Open Translation Tools

Introduction

The first wave of the internet revolution changed expectations about the availability of information a great deal. Information that was stored in libraries, locked in government vaults or available only to subscribers suddenly became accessible to anyone with an internet connection. A second wave has changed expectations about who creates information online. Tens of millions of people are contributing content to the modern internet, publishing photos, videos, and blog posts to a global audience.

The globalization of the internet has brought connectivity to almost 1.6 billion people. The internet that results from globalization and user-authorship is profoundly polyglot. Wikipedia is now available in more than 210 languages, which implies that there are communities capable of authoring content in those tongues. Weblog search engine Technorati sees at least as many blog posts in Japanese as in English, and some scholars speculate that there may be as much Chinese content created on sites like Sina and QQ as on all English-language blogs combined.

A user who joins the internet today is far more likely to encounter content in her own language than had she joined ten years ago. But each internet user is able to participate in a smaller percentage of the total interactions and conversations than an English-speaking internet user could have in 1997, when English was the dominant language of the Net.

There's a danger of linguistic isolation in today's internet. In an earlier, English-dominated internet, users were often forced to cross linguistic barriers and interact in a common language to share ideas with a wider audience. In today's internet, there's more opportunity for Portuguese, Chinese, or Arabic speakers to interact with one another, and perhaps less incentive to interact with speakers of other languages. This in turn may fulfill some of the predictions put forth by those who see the internet acting as an echo chamber for like-minded voices, not as a powerful tool to encourage interaction and understanding across barriers of nation, language and culture.

For the the internet to fulfill its most ambitious promises, we need to recognize translation as one of the core challenges to an open, shared, and collectively governed internet. Many of us share a vision of the internet as a place where the good ideas of any person in any country can influence thought and opinion around the world. This vision can only be realized if we accept the challenge of a polyglot internet and build tools and systems to bridge and translate between the hundreds of languages represented online.

Machine translation will not solve all our problems. While machine translation systems continue to improve, they are well below the quality threshold necessary to enable readers to participate in conversations and debates with speakers of other languages. The best machine translation systems still have difficulty with colloquial and informal language, and are most reliable in translating between romance languages. The dream of a system that creates fully automated, high quality translations in important language pairs like English-Hindi still appears long off.

While there is profound need to continue improving machine translation, we also need to focus on enabling and empowering human translators. Professional translation continues to be the gold standard for the translation of critical documents. But this method is too expensive to be used by web surfers simply interested in participating in discussions with peers in China or Colombia.

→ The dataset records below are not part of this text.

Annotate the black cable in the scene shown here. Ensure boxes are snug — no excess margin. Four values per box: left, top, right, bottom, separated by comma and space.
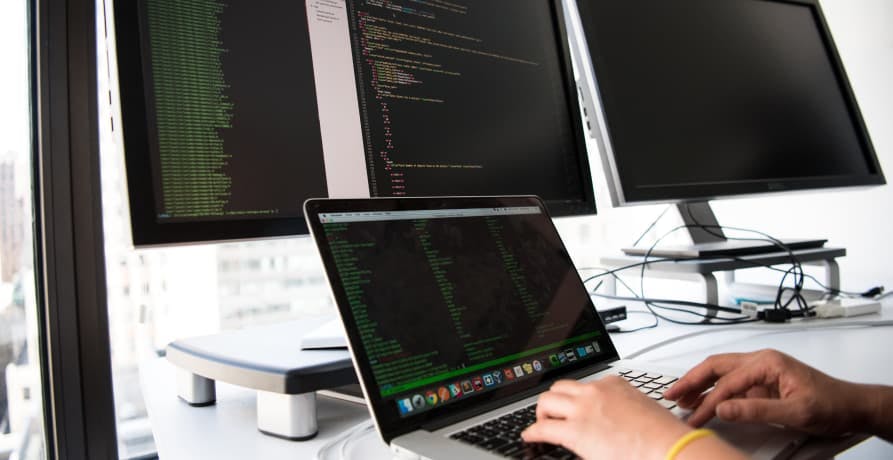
680, 203, 807, 310
583, 216, 886, 333
586, 259, 753, 333
633, 205, 673, 247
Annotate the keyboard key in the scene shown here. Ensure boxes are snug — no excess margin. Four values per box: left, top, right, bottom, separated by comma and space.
496, 440, 524, 457
478, 438, 509, 450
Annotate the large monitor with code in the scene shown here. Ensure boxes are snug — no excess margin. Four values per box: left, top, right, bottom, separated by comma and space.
114, 0, 595, 246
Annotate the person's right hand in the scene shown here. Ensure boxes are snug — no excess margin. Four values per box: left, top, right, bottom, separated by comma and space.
664, 350, 868, 435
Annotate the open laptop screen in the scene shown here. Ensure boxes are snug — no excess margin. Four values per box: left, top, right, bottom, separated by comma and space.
307, 197, 616, 440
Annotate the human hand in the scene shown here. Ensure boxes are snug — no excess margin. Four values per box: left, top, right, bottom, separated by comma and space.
664, 350, 865, 435
521, 376, 691, 459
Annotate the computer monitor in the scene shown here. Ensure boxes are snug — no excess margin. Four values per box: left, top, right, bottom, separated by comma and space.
565, 0, 885, 252
114, 0, 595, 246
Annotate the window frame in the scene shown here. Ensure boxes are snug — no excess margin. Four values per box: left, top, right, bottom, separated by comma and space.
29, 0, 118, 459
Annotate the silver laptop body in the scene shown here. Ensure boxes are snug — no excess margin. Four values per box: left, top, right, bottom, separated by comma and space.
305, 197, 680, 459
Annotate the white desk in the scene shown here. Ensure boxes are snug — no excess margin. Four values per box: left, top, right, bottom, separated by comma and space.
141, 302, 893, 459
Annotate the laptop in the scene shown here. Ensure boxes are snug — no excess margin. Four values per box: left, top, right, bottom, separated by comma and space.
305, 196, 700, 459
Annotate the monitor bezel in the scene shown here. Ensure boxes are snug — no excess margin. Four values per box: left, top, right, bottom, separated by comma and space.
112, 0, 596, 247
565, 0, 886, 207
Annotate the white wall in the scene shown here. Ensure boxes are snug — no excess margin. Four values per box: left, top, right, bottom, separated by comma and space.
559, 0, 893, 290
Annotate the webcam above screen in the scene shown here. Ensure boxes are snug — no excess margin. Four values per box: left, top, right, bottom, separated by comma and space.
114, 0, 595, 246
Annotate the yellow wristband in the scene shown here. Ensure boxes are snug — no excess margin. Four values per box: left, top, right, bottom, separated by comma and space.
666, 428, 716, 460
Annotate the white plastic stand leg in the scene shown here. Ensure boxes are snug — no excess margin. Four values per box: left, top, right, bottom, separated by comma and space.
177, 367, 217, 406
257, 390, 318, 441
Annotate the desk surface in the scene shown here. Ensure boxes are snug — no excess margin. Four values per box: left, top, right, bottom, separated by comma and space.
141, 302, 893, 459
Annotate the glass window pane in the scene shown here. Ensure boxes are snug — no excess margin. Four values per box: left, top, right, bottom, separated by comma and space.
0, 0, 46, 459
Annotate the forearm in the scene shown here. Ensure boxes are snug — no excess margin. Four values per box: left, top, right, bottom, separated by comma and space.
675, 436, 747, 460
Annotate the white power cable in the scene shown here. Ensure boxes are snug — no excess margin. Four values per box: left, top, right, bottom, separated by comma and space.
624, 320, 893, 359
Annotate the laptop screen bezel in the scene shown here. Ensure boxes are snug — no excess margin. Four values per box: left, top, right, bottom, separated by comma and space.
304, 196, 619, 442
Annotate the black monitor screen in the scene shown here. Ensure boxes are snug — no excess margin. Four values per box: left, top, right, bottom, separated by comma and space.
578, 0, 883, 201
115, 0, 595, 245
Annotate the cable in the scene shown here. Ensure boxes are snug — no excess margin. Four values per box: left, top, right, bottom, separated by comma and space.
633, 205, 673, 247
316, 420, 374, 460
338, 422, 375, 460
581, 218, 883, 333
624, 320, 893, 359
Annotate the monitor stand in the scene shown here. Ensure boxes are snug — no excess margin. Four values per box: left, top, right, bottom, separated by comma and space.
623, 201, 828, 259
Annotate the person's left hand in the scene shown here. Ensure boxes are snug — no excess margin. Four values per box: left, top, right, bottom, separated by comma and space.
521, 376, 691, 459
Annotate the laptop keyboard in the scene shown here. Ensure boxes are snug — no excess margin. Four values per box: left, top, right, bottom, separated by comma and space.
450, 369, 677, 460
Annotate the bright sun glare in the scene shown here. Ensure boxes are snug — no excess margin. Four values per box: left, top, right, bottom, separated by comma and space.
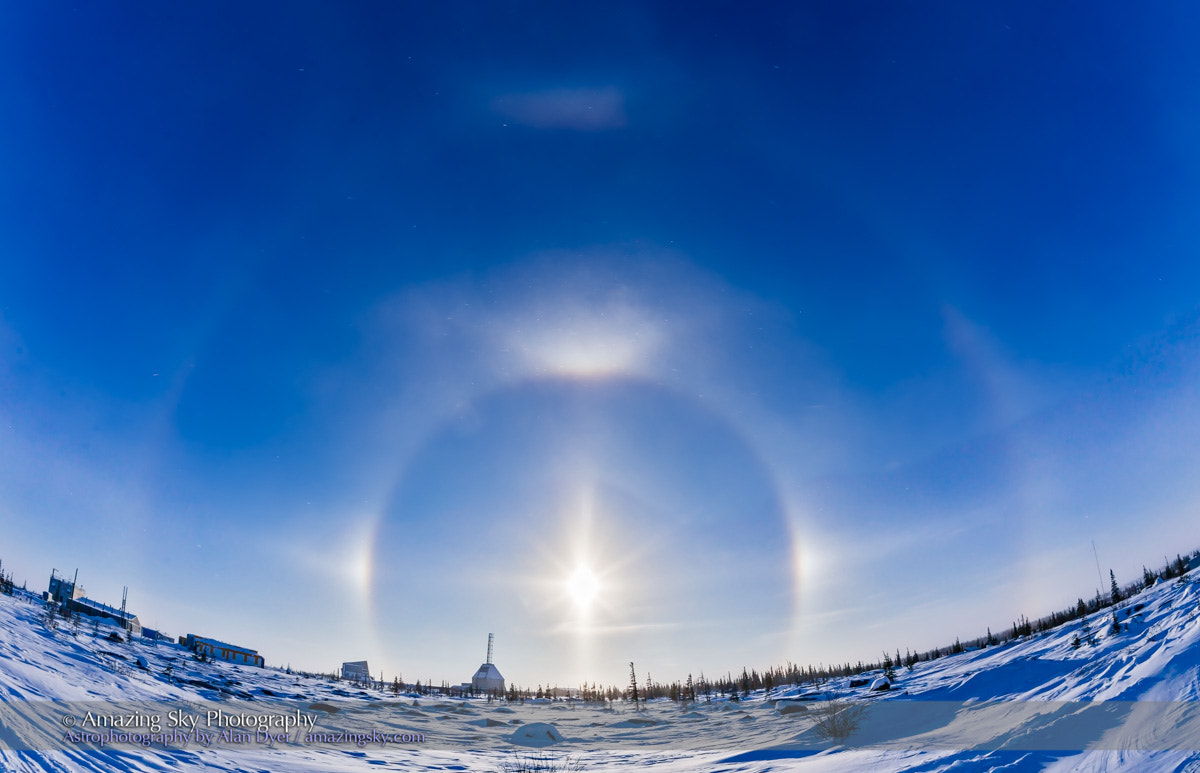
566, 564, 600, 610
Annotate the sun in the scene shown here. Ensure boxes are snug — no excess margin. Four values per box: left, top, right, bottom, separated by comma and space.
566, 564, 600, 610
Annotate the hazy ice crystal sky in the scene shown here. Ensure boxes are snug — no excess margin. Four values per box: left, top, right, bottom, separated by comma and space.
0, 2, 1200, 687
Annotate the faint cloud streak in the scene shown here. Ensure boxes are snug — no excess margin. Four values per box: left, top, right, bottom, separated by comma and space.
492, 86, 628, 132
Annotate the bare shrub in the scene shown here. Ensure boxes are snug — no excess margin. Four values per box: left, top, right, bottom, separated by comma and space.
809, 695, 866, 744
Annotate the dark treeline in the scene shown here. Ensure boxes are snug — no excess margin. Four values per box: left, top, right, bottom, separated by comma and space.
0, 551, 1200, 703
580, 551, 1200, 702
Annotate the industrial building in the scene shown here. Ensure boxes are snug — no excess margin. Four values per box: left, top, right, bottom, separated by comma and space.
470, 634, 504, 695
43, 569, 142, 636
342, 660, 371, 682
179, 634, 264, 669
44, 569, 85, 604
65, 598, 142, 636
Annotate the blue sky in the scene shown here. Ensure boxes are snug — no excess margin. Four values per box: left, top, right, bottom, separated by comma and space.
0, 2, 1200, 685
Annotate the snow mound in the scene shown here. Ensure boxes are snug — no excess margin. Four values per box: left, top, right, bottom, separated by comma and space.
509, 723, 564, 748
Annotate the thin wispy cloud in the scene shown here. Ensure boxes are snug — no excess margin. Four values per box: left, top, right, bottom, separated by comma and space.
491, 86, 629, 132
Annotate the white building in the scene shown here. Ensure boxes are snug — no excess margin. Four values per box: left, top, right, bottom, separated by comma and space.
470, 634, 504, 693
342, 660, 371, 682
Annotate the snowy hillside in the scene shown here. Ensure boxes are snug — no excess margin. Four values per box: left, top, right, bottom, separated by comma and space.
0, 573, 1200, 773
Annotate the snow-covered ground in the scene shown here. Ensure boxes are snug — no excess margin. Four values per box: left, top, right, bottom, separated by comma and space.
0, 573, 1200, 773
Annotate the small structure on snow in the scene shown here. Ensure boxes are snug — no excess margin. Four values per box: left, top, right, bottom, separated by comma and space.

The polyglot internet demands that we explore the possibility and power of distributed human translation. Hundreds of millions of internet users speak multiple languages; some percentage of these users are capable of translating between these. These users could be the backbone of a powerful, distributed peer production system able to tackle the audacious task of translating the internet.

We are at the very early stages of the emergence of a new model for translation of online content -- "peer production" models of translation. Yochai Benkler uses the term "peer production" to describe new ways of organizing collaborative projects beyond such conventional arrangements as corporate firms. Individuals have a variety of motives for participation in translation projects, sometimes motivated by an explicit interest in building intercultural bridges, sometimes by fiscal reward or personal pride. In the same way that open source software is built by programmers fueled both by personal passion and by support from multinational corporations, we need a model for peer-produced translation that enables multiple actors and motivations.

To translate the internet, we need both tools and communities. Open source translation memories will allow translators to share work with collaborators around the world; translation marketplaces will let translators and readers find each other through a system like Mechanical Turk, enhanced with reputation metrics; browser tools will let readers seamlessly translate pages into the highest-quality version available and request future human translations. Making these tools useful requires building large, passionate communities committed to bridging a polyglot web, preserving smaller languages, and making tools and knowledge accessible to a global audience.